Douceur et confort : tel est le mot d’ordre chez Façonnable. Les tongs en veau velours bicolore soutiennent bien le pied grâce à une large bande, percée d’un £illet. La palette chromatique est également toute douce : bleu azur sur une semelle jaune citron, écru sur une semelle bleu azur ou rayures bayadère en dégradé de rose sur semelle bleue.

La logomania n’a pas dit son dernier mot. Chanel interprète admirablement le modèle le plus classique de la tong (la bride en Y), cuir noir irisé se mêle au tissu blanc, tandis que le nom de la maison, édité en plusieurs exemplaires, forme comme une dentelle tout au long de la bride.

Louis Vuitton joue la carte du sport chic. La tong Monogram de couleur moka est agrémentée d’un  » bijou  » symbolisant les valeurs de la maison. Les fleurs du Monogram associent l’émail et un fond métallique. Plus sport, la mule croisée est gansée de doubles surpiqûres. Le logo de la maison s’affiche en grand. Disponible en noir, rose et jaune.

Les semelles compensées féminissimes

Très fashion, elles aussi, des sandales sur des semelles compensées. Chez Christian Dior, elles se hissent sur des talons de 10 cm. Razor Lace, le modèle phare, s’habille de laçages sophistiquées et… d’une lame de rasoir en guise de pendentif. Disponible en cuir blanc ou en satin kaki. Très originale, la mule  » Haute Elastique « , juchée également sur un talon de 10 cm, est recouverte de tissu Punk, haut en couleur.

Stephane Kélian a dessiné des semelles costaudes et puissantes. Les lignes sont toutefois fluides et féminines. Comme décor, il y a de fines lanières, de grosses fleurs, des bandes en cuir tressé ou des boucles strassées. Le cuir ou le daim déclinent des coloris sombres, le noir, le bronze ou différentes tonalités de marron, très chaleureux.

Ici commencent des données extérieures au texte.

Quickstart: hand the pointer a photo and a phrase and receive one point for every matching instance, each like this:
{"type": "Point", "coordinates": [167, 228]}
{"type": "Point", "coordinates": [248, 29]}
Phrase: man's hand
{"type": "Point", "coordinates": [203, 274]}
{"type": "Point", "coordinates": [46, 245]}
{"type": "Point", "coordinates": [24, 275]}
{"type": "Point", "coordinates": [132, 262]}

Chez Armando Pollini, la féminité un brin nostalgique est à l’honneur avec des satins multicolores, des soies brillantes, des peaux souples de couleur métallisée, des tons vifs et des fantaisies ethniques. Nathalie Vrancken, la créatrice de la marque Here and Now, pour sa part, utilise le liège ou le cuir et joue avec les tressages, des lacets spaghetti et des touches ethniques. Et la marque française Lundi Bleu orne ces grosses semelles de motifs, élaborés façon macramé.

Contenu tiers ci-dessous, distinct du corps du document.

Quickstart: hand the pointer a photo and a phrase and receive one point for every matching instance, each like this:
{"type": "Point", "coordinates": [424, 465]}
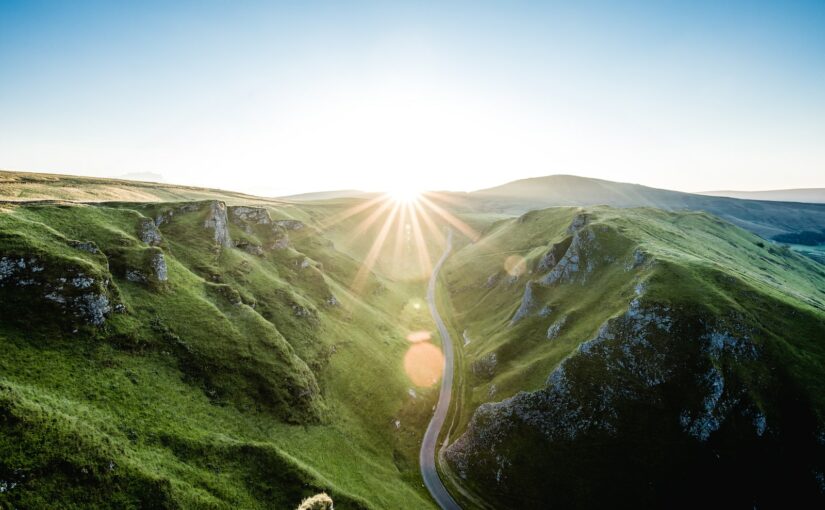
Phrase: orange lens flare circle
{"type": "Point", "coordinates": [424, 363]}
{"type": "Point", "coordinates": [419, 336]}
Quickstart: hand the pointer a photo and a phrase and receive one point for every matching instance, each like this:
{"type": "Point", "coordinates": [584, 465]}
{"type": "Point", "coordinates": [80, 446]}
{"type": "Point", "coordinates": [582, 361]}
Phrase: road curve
{"type": "Point", "coordinates": [428, 447]}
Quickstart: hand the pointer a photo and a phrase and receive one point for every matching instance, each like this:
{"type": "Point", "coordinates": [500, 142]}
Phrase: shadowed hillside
{"type": "Point", "coordinates": [637, 356]}
{"type": "Point", "coordinates": [194, 354]}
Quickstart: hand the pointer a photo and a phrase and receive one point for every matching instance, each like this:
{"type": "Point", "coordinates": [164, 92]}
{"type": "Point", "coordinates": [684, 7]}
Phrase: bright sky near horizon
{"type": "Point", "coordinates": [286, 97]}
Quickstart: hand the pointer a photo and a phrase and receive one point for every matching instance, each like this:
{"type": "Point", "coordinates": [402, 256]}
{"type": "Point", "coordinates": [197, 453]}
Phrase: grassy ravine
{"type": "Point", "coordinates": [234, 383]}
{"type": "Point", "coordinates": [699, 271]}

Les talons sensuellement vertigineux

Si la tong, la mule plate et les semelles confort (mais épaisses) peuvent parfois alourdir la jambe, d’autres modèles, très sexy, allongent et féminisent la silhouette. Chez Christian Dior, les sandales et les escarpins adoptent le talon de 8 cm. En toile kaki, en denim ou en cuir noir, les chaussures estivales affichent en abondance les symboles de la maison : laçages, bandes de cuir perforé, plaquettes de métal gravées du logo ou des badges fluo.

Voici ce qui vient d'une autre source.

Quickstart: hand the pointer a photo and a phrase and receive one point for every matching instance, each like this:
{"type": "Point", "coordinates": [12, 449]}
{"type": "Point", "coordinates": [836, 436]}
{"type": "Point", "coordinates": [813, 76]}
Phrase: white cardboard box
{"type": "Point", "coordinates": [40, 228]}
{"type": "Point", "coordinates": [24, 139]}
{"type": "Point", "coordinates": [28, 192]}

Chez Céline, les talons sont vertigineux. Une certaine rusticité des détails (cuir brut, clous et rivets) a été sublimée de façon à devenir le comble du glamour. Versace joue à fond la carte de l’exubérance. Les talons sont à la hausse, les couleurs se bousculent et s’entrechoquent, les détails rivalisent d’originalité et de fantaisie. Epoustouflant ? L’escarpin phare de la collection Maud Frizon. Le talon  » boule « , exclusivité de la marque, est en Altuglas façon cristal et mesure 6 cm. Version jour : toile de jean 100 % coton, version soir : satin 100 % soie, fuchsia ou noir.

Les babouches chics et les espadrilles surélevées

Les babouches, très acclamées l’année dernière,  » marchent  » moins bien cette saison. On les remarque encore chez e(x)it, où elles sont joliment brodées de perles de verre rouges et blanches. Lario 1898, lui, choisit le daim camel, orné d’un motif façon tatouage. Aujourd’hui très cotées, en revanche, les espadrilles surélevées. Chez Robert Clergerie, elles ont une semelle intérieure en tapisserie multicolore.